The Gay Glass Ceiling
I’m fortunate enough to be working for an employer that takes diversity in the workplace serious. I have never, Never, felt more comfortable as a gay man in the workplace as I have at Space Telescope. The work environment I’ve experienced has been pleasant, professional, and genuinely good-natured. But I have worked in a hostile environment too, so I know how it is. I’ve been told to my face that there was "no place for homosexuals in our company". And I’ve been let go in situations that I was certain were about my sexual orientation and nothing else, even when other excuses were being made. I’ve been harassed, I’ve been threatened. I’ve seen the atmosphere turn on a dime, the instant my sexual orientation became known.
365Gay.Com has a good post up today, about the Gay Glass Ceiling. There’s an interesting little tidbit in it…
In one ingenious study at Rice University, undergraduates were fitted with one of two hats: one of them said “Texan and proud”; the other, “Gay and proud.” The students didn’t know which hat they were wearing, but they were instructed to apply for retail jobs.
The researchers found something interesting: the gay hat-wearing students were just as likely to be hired as the Texan-hat wearing students. There was no hiring discrimination (and in fact, the students were in a municipality that protects against gay employment discrimination). But the interviewers were more hostile toward the gay hat-wearing students and more likely to end the interview early.

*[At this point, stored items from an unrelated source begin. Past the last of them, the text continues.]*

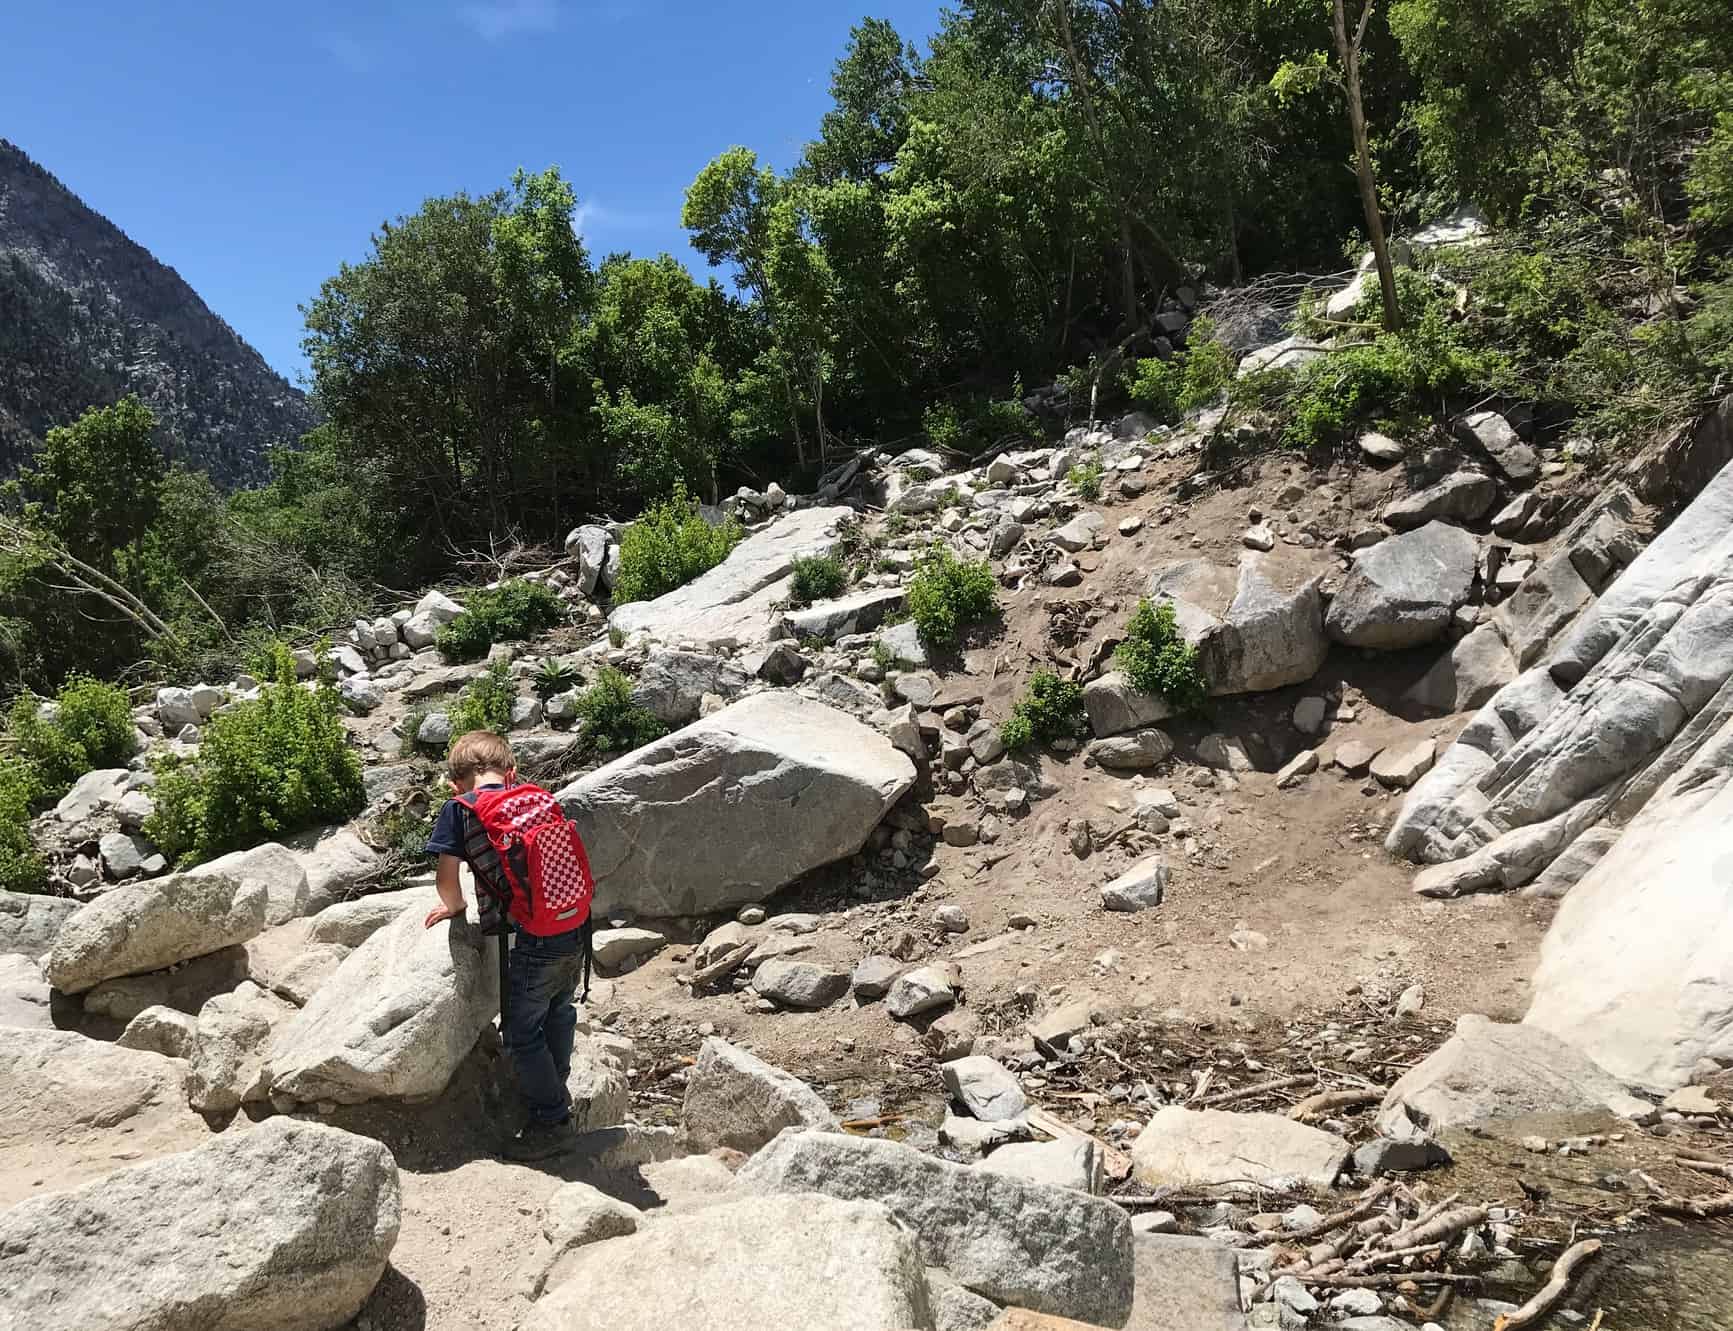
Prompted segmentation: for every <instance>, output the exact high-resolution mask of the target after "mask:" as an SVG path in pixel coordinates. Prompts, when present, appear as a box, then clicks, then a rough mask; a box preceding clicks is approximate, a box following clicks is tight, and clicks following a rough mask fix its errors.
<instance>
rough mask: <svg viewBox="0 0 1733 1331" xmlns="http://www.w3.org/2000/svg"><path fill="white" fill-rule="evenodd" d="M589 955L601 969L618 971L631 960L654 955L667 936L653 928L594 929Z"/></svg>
mask: <svg viewBox="0 0 1733 1331" xmlns="http://www.w3.org/2000/svg"><path fill="white" fill-rule="evenodd" d="M589 946H591V955H593V957H594V962H596V965H600V967H601V969H603V971H620V969H626V967H629V965H631V964H633V962H641V960H645V958H646V957H655V955H657V953H659V951H662V948H665V946H667V938H665V936H664V934H659V932H657V931H655V929H596V931H594V932H593V934H591V939H589Z"/></svg>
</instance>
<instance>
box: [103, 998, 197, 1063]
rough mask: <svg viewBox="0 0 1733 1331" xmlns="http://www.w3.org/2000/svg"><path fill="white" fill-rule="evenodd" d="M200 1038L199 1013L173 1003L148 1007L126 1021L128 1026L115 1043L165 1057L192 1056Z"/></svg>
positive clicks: (174, 1058)
mask: <svg viewBox="0 0 1733 1331" xmlns="http://www.w3.org/2000/svg"><path fill="white" fill-rule="evenodd" d="M198 1038H199V1021H198V1017H194V1016H189V1014H187V1012H177V1010H175V1009H172V1007H147V1009H144V1012H140V1014H139V1016H135V1017H133V1019H132V1021H128V1023H127V1029H125V1031H121V1033H120V1038H118V1040H116V1042H114V1043H116V1045H118V1047H120V1049H139V1050H146V1052H149V1054H161V1055H163V1057H166V1059H191V1057H192V1050H194V1049H196V1047H198Z"/></svg>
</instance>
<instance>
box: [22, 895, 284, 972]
mask: <svg viewBox="0 0 1733 1331" xmlns="http://www.w3.org/2000/svg"><path fill="white" fill-rule="evenodd" d="M267 910H269V889H267V884H265V880H263V879H250V880H241V879H236V877H232V875H227V873H172V875H168V877H166V879H153V880H151V882H139V884H130V886H127V887H116V889H113V891H109V893H104V894H102V896H99V898H97V899H95V901H90V903H88V905H85V906H81V908H80V910H78V912H75V913H73V915H69V917H68V919H66V922H64V924H62V925H61V932H59V936H57V938H55V939H54V948H52V951H50V953H49V965H47V974H49V983H52V984H54V988H57V990H61V991H62V993H83V991H85V990H88V988H94V986H95V984H99V983H102V981H104V979H111V977H114V976H137V974H140V972H144V971H161V969H163V967H165V965H173V964H175V962H184V960H187V958H191V957H204V955H206V953H211V951H217V950H220V948H227V946H230V945H232V943H246V939H250V938H255V936H256V934H260V932H263V929H265V917H267Z"/></svg>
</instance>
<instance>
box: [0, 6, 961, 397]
mask: <svg viewBox="0 0 1733 1331" xmlns="http://www.w3.org/2000/svg"><path fill="white" fill-rule="evenodd" d="M938 12H939V3H938V0H841V2H839V0H352V2H350V3H340V2H336V0H307V2H305V3H293V5H286V3H277V2H276V0H57V3H54V5H29V3H0V135H3V137H7V139H10V140H12V142H16V144H17V146H19V147H23V149H24V151H26V153H29V156H33V158H35V159H36V161H40V163H42V165H43V166H45V168H47V170H50V172H54V175H57V177H59V179H61V180H62V182H64V184H66V185H68V187H69V189H71V191H73V192H76V194H78V196H80V198H83V201H85V203H87V205H90V206H92V208H95V210H97V211H99V213H104V215H106V217H107V218H109V220H111V222H114V224H116V225H120V227H121V229H123V230H125V232H127V234H128V236H132V237H133V239H135V241H137V243H139V244H142V246H146V248H147V250H151V251H153V253H154V255H156V256H158V258H159V260H163V262H165V263H168V265H172V267H173V269H177V270H178V272H180V276H182V277H185V279H187V281H189V282H191V284H192V288H194V289H196V291H198V293H199V295H201V296H203V298H204V302H206V303H208V305H210V307H211V308H213V310H215V312H217V314H220V315H222V317H224V319H227V321H229V322H230V324H232V326H234V328H236V329H237V331H239V333H241V336H244V338H246V340H248V341H251V343H253V345H255V347H256V348H258V350H260V352H262V354H263V355H265V359H267V360H269V362H270V364H272V366H276V367H277V369H279V371H281V373H284V374H288V376H289V378H291V380H298V376H300V373H302V369H303V359H302V354H300V336H302V319H300V314H298V310H296V305H300V303H303V302H305V300H308V298H310V296H312V295H314V293H315V291H317V289H319V282H321V281H324V279H326V277H328V276H331V274H333V272H334V270H336V265H338V263H340V262H341V260H357V258H360V256H364V253H366V248H367V236H369V234H371V232H373V230H374V229H376V227H378V224H380V222H383V220H386V218H390V217H397V215H400V213H407V211H414V208H416V206H418V205H419V203H421V199H425V198H428V196H432V194H445V192H452V191H458V189H464V191H470V192H485V191H489V189H494V187H497V185H503V184H506V182H508V180H510V179H511V172H513V170H515V168H516V166H520V165H522V166H529V168H532V170H539V168H542V166H548V165H551V163H558V165H560V168H561V170H563V172H565V175H567V179H570V180H572V182H574V185H575V189H577V194H579V199H581V211H582V229H584V236H586V239H587V243H589V246H591V250H593V251H596V253H598V255H601V253H607V251H612V250H631V251H634V253H657V251H662V250H667V251H671V253H674V255H678V256H679V258H683V260H686V262H688V263H690V265H691V267H693V269H695V270H700V272H702V270H704V260H702V258H698V256H697V255H693V253H691V251H690V248H688V246H686V236H685V232H683V230H681V227H679V205H681V198H683V194H685V189H686V185H688V184H690V182H691V177H693V175H697V172H698V170H700V168H702V166H704V163H705V161H709V159H711V158H712V156H714V154H716V153H719V151H721V149H724V147H728V146H730V144H747V146H749V147H754V149H757V151H759V154H761V156H763V158H766V159H769V161H771V163H775V165H778V166H785V165H789V163H790V161H792V158H794V156H795V154H797V153H799V149H801V146H802V144H804V142H806V140H808V139H809V137H811V135H813V133H815V132H816V127H818V118H820V116H821V114H823V111H825V109H827V106H828V81H830V66H832V64H834V62H835V59H837V55H841V52H842V47H844V43H846V40H847V31H849V28H851V26H853V24H854V23H856V21H858V19H860V17H861V16H865V14H872V16H875V17H886V19H891V23H894V24H896V26H898V29H899V31H901V33H903V35H905V36H910V38H915V40H920V42H924V40H925V38H927V36H929V33H931V31H932V28H934V26H936V23H938Z"/></svg>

Most students were able to tell which hat they were wearing from the treatment they received.
I’ll bet they were. The difference between being gay, and being black or Hispanic, is that you can’t usually tell someone’s gay just by looking at them. Unless something in their job application or resume alerts them to it, a prospective employer isn’t likely to know that the person they’re interviewing for a job is gay. So white gay folks don’t generally experience job discrimination upfront. But unless the gay person is deeply, and I mean Deeply closeted, sooner or later their co-workers figure it out and then things change.

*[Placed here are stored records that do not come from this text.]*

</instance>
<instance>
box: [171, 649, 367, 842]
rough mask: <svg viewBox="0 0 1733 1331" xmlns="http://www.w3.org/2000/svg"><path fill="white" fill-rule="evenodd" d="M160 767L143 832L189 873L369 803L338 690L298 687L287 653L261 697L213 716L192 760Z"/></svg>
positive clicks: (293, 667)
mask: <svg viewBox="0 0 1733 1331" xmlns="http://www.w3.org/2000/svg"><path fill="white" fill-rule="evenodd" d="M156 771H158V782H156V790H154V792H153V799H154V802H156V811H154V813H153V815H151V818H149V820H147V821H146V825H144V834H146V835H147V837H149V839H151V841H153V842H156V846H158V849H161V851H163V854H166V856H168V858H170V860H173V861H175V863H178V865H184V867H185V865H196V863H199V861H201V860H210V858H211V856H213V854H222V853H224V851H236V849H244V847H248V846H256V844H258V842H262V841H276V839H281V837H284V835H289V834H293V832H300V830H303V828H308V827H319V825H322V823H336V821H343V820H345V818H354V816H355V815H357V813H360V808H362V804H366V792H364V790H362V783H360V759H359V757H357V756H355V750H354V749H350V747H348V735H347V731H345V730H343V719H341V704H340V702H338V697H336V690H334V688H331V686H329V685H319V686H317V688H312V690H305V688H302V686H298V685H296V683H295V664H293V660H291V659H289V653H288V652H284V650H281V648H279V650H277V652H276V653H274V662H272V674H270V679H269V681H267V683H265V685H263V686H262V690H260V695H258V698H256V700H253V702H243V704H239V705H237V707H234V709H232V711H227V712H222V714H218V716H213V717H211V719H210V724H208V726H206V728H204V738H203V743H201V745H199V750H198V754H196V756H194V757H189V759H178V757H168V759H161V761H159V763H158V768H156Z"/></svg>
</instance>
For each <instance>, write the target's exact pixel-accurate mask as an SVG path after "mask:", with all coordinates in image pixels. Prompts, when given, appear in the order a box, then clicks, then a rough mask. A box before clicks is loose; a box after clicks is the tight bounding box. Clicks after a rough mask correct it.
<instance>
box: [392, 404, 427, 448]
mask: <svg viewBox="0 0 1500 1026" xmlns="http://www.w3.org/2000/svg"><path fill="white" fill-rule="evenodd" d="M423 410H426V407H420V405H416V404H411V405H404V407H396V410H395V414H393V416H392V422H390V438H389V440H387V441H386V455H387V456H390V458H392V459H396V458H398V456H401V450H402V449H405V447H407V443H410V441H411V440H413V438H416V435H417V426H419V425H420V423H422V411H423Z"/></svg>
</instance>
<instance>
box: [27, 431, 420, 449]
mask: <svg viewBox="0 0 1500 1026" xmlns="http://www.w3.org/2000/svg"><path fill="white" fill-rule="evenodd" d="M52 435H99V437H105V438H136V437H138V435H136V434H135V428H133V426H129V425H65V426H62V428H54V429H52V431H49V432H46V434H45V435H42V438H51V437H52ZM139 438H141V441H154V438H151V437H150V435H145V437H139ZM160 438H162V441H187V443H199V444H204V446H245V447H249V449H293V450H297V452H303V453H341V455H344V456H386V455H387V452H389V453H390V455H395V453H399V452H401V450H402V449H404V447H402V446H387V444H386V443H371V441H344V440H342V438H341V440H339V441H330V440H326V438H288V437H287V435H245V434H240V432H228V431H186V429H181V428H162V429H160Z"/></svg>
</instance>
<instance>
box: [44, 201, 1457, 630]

The glass ceiling is what you experience if you’re lucky. Otherwise you are simply ushered out the door. Sometimes they tell you to your face it’s because you’re gay. Sometimes they make some other excuse. When the religious right points to studies that they claim prove that gay people earn far more money then heterosexuals, what they’re really pointing to are studies that prove that rich people aren’t as afraid of being open about their sexual orientation on a job survey form as someone barely making ends meet has to be.
October 16th, 2007 at 3:47 pm
British & European employment law is such that (with a very few exceptions) it is illegal to fire someone, pass them over for promotion, or not hire them on grounds of gender, sexuality, race, faith or disability. Age will soon be added to that list. Likewise discrimination against/victimisation of employees by other staff for any of those reasons is also illegal. Culturally most European countries are far more accepting of gays than the USA – particularly western Europe (the UK, Scandinavia, Benelux, Germany, France, Spain). There is little to no stigma for gays against being out, at least for my generation and the generation above, so you’d think that, if gays on lower wages in the US have to keep their sexuality under wraps because American culture is so backward on this point, that gays in the EU would be on comparable wages to straights, which isn’t the case. Gays do generally earn more here as well.
My guess is that this is a result of the drive to compete that Reagan and Thatcher promoted so heavily in the 1980s. It’s comparative – “I have a bigger house, a nicer car, a prettier wife, more kids”, and so on. But gays have only just recently come into a position where they can have many of those things – where it’s possible for them to have 2.4 picket fences and a 4×4 Labrador Retriever – and a lot of gays still reject those status symbols as being “too straight”. Alongside kids, guys tend to find the most pride in their work – so if you’ve not got any kids (and aren’t likely to have any) then your career is going to be far more important, and you’re going to have a lot more time & energy to devote to it.
Say you’re interviewing two guys for a promotion, and you know the position will involve longer hours and more stress than they’re currently dealing with. They’re about the same age, have much the same work experience & qualifications, both have partners, but one has kids and lives in the suburbs, well over an hour away, while the other probably won’t ever have kids and lives in an apartment half an hour from the office. Which will have been able to devote the most time & energy to being prepared for the interview? And which will be able to commit more to the job?